I’ve been interested in what happens to elderly men and women with cancer for a while now. The answer to 'what happens?' boils down to ‘not enough’, ‘never on time’ and ‘not with any care’. Although cancer is a disease of ageing older people don’t seem to get cancer as far as the wider world is concerned – no one over 75 is ever featured in the newspapers if they get cancer and the research literature has consistently identified the lack of old people in cancer trials as a problem, because there is no volume of good evidence on the best treatments in the population group most likely to get cancer. Single site cancer charities avoid projects and initiatives targeting older people, too.

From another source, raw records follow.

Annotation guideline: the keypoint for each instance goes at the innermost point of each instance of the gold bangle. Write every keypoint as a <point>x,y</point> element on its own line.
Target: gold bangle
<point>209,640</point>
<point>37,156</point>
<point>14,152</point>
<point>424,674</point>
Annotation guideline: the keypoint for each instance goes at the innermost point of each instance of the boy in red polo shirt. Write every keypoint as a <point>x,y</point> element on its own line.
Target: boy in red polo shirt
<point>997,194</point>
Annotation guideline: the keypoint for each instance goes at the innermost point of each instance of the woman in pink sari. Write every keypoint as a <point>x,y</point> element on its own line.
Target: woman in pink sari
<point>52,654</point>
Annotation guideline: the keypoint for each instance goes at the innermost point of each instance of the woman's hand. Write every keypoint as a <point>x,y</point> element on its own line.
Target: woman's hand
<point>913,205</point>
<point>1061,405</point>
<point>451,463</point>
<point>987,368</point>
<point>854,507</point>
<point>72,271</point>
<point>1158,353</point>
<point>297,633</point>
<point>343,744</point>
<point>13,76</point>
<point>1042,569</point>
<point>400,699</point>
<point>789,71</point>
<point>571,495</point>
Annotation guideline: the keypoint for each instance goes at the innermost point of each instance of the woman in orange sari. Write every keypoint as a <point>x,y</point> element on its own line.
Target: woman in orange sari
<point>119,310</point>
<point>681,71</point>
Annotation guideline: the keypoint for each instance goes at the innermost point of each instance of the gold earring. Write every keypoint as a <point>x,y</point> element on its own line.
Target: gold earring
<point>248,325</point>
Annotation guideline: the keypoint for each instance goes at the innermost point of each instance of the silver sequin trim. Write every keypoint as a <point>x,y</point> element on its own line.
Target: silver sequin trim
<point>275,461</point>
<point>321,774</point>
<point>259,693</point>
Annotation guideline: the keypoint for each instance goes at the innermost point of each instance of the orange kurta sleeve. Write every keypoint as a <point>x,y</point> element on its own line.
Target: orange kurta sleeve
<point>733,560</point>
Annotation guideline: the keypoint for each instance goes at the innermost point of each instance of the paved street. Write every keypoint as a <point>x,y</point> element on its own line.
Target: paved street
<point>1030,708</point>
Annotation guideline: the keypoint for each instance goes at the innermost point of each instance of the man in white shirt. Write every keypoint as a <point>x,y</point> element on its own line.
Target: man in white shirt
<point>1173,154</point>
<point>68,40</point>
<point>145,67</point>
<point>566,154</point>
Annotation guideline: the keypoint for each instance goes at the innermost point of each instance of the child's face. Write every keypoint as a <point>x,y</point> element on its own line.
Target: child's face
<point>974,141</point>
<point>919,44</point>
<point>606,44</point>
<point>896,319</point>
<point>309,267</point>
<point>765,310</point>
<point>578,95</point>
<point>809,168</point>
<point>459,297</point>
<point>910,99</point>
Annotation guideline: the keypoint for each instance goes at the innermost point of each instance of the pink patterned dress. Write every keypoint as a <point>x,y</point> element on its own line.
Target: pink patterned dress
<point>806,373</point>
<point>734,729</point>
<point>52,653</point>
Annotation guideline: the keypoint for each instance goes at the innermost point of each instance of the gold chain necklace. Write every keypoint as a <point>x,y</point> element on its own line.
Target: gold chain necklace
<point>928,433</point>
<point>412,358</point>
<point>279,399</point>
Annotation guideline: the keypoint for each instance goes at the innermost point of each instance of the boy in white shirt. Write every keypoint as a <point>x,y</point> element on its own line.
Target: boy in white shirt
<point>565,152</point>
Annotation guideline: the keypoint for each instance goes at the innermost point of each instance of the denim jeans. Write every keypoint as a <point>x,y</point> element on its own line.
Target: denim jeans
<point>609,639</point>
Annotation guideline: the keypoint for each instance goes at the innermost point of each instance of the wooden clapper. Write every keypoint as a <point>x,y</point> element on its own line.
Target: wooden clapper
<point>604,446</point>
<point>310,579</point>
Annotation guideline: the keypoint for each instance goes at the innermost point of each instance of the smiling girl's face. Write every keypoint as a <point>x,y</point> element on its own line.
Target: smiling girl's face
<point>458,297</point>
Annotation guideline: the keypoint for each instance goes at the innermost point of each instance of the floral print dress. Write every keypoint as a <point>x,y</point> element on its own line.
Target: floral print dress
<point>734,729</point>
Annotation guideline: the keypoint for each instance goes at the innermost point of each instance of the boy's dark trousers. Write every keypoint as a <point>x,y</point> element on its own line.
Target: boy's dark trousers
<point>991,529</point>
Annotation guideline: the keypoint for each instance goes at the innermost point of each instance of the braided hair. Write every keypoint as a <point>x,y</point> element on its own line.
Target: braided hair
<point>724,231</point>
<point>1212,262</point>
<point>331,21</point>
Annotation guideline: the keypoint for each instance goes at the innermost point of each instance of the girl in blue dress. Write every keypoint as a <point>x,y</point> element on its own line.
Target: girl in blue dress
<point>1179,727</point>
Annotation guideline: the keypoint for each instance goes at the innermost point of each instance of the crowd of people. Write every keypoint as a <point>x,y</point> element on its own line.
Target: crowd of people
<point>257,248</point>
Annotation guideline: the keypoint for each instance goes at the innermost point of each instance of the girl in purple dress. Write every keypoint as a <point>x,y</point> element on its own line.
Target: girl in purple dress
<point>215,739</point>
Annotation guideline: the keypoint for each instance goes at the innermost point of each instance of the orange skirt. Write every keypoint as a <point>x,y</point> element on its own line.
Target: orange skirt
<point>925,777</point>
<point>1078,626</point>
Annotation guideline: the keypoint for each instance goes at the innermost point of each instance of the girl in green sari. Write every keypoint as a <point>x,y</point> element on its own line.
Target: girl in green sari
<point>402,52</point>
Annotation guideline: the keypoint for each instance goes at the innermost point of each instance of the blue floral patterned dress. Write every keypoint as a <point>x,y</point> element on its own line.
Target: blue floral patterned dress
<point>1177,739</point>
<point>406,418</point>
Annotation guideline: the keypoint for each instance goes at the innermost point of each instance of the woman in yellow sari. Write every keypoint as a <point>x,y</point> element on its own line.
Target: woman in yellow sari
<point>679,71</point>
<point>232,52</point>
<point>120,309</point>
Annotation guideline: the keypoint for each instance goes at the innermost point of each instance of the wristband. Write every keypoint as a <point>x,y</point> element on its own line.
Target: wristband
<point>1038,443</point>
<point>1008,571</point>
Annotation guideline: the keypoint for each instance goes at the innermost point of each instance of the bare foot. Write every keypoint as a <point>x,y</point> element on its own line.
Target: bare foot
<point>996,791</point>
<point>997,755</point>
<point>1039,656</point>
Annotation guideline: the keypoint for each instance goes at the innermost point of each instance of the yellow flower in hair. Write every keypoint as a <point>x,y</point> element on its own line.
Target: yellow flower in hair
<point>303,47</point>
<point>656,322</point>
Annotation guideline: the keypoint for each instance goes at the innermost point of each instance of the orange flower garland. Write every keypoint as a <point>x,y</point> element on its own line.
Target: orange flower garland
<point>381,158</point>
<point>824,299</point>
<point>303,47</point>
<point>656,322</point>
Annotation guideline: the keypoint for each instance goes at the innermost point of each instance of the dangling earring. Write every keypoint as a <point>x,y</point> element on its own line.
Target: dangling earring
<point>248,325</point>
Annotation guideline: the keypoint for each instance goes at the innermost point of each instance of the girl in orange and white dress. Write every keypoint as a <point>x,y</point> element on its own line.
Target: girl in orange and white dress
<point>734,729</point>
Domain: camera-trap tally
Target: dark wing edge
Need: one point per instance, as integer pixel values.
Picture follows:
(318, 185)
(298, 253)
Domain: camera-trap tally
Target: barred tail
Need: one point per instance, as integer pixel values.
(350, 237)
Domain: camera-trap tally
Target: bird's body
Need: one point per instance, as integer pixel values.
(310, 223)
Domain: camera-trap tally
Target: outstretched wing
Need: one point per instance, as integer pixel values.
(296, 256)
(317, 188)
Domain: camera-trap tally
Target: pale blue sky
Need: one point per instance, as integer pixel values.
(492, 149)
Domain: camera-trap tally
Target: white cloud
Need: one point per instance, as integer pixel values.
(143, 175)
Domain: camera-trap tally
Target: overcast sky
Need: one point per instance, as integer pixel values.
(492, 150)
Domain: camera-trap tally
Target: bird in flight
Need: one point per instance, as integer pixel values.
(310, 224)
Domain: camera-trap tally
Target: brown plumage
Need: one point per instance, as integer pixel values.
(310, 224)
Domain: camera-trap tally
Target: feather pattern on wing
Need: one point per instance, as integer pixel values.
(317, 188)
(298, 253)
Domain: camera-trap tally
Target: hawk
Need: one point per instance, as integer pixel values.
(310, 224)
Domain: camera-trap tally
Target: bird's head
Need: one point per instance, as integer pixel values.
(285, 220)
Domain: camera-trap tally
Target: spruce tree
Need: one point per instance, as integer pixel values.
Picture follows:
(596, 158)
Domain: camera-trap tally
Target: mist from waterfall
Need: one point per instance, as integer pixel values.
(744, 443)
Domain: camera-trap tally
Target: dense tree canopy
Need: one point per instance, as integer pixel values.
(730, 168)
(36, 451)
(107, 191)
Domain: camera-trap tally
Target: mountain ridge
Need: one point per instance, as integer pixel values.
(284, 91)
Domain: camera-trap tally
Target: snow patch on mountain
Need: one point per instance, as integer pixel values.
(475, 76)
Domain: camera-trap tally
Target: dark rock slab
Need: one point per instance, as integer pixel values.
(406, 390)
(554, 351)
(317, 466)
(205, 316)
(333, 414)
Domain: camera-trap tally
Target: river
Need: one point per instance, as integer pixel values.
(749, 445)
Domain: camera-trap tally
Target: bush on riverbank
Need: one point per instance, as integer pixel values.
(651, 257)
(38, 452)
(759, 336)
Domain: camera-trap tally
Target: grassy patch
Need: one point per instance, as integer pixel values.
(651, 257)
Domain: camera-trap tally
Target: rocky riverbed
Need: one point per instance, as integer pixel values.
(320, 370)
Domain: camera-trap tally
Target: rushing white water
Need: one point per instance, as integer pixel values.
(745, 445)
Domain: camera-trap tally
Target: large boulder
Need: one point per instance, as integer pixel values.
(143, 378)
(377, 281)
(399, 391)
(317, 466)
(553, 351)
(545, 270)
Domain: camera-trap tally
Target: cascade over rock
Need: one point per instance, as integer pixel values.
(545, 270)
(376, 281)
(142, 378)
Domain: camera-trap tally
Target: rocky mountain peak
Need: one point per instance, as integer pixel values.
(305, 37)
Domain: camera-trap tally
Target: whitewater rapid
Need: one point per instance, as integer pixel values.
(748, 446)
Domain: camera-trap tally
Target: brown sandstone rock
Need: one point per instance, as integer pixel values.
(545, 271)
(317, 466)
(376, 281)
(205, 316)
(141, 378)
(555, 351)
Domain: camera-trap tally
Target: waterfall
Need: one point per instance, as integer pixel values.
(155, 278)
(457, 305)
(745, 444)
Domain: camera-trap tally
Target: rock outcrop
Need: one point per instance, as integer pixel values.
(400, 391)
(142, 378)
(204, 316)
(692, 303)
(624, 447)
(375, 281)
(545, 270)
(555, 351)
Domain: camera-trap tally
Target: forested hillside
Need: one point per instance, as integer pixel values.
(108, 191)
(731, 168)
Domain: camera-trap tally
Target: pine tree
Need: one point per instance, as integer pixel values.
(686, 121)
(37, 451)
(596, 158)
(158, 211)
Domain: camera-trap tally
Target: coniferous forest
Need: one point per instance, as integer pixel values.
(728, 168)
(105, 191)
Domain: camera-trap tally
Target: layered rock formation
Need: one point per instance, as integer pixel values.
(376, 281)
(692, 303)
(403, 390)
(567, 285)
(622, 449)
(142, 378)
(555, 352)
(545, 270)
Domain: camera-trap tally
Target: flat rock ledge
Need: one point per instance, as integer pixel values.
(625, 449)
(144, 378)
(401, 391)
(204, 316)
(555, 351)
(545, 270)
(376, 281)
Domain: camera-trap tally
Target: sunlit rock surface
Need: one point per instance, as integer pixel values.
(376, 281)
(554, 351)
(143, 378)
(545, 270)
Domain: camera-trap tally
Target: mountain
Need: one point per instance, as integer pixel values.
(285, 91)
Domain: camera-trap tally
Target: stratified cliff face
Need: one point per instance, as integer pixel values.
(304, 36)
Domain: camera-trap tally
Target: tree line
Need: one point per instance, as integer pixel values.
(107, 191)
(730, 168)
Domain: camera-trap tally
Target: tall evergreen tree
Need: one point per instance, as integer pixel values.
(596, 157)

Have you met the elderly? Very nice people. You may be related to some of them or have ambitions to become one yourself. They don’t really seem to exist outside of your own parents or grandparents, except as a drain on our resources, soaking up our tax pounds as if they never paid any in themselves. ‘We’ are the non-elderly, the ‘normal’, too self absorbed to imagine becoming elderly. But the elderly are so obliging. If elderly men and women get cancer they vanish from public consciousness completely, so preserving the illlusion that cancer only counts if you are of working age.
 
Cancer Research UK’s website explains: “Prostate cancer risk is strongly related to age: very few cases are registered in men under 50 and around three-quarters of cases occur in men over 65 years. The largest number of cases is diagnosed in those aged 70-74.”  
 
I have a particular interest in prostate cancer. It is common and also very odd. So common that a man aged 80 who hasn’t got it somewhere in his prostate is worthy of comment. However , it’s perfectly possible, and common, for a man to live with it and for it to be inconsequential. ‘Only’ 3-4% of men die of prostate cancer, nowhere near the 60-80 % who have it in their prostates by 80 years of age. However, and here’s where it gets even odder  - prostate cancer is also the second most common cancer related cause of death in men in the UK. So it can also be seriously consequential.  
 
It can be screen detected but far too often the screen detects the inconsequential prostate cancers. When used to detect prostate cancers in men without symptoms the PSA test eventually results in 48 men getting treatment they didn’t need, in order to save the life of 1 man who did. It’s a risk/benefit profile which is so poor the PSA test is not good enough for use as a test in a population screening programme. Luckily for their mental wellbeing all ‘unlucky’ 48 believe they are the 1, so the PSA test gets a big thumbs up and a ready-made advocacy group from men diagnosed with prostate cancer as a result of the PSA test. They believe their lives were saved, in spite of the evidence that shows their lives were, quite probably, not the 1 life at risk.
 
The PSA test has a stranglehold on all popular and most medical discussion about prostate cancer. This inadvertently feeds in more ageism to care and treatment of men who have prostate cancer. Men over 70 or so are unlikely to get a random PSA test. Their prostate cancers are much more likely to be clinically detected – meaning they have gone to their GP with symptoms. If the symptoms are due to prostate cancer the disease is likely to be much further advanced so the experience of prostate cancer in the under 70s and over 70s likely to be qualitatively quite different. 
 
Add to that the fact that research evidence is showing people over 70 are much less likely to get standard cancer care anyway and you will see there are excellent reasons for looking at prostate cancer in older men with a critical eye and low expectations.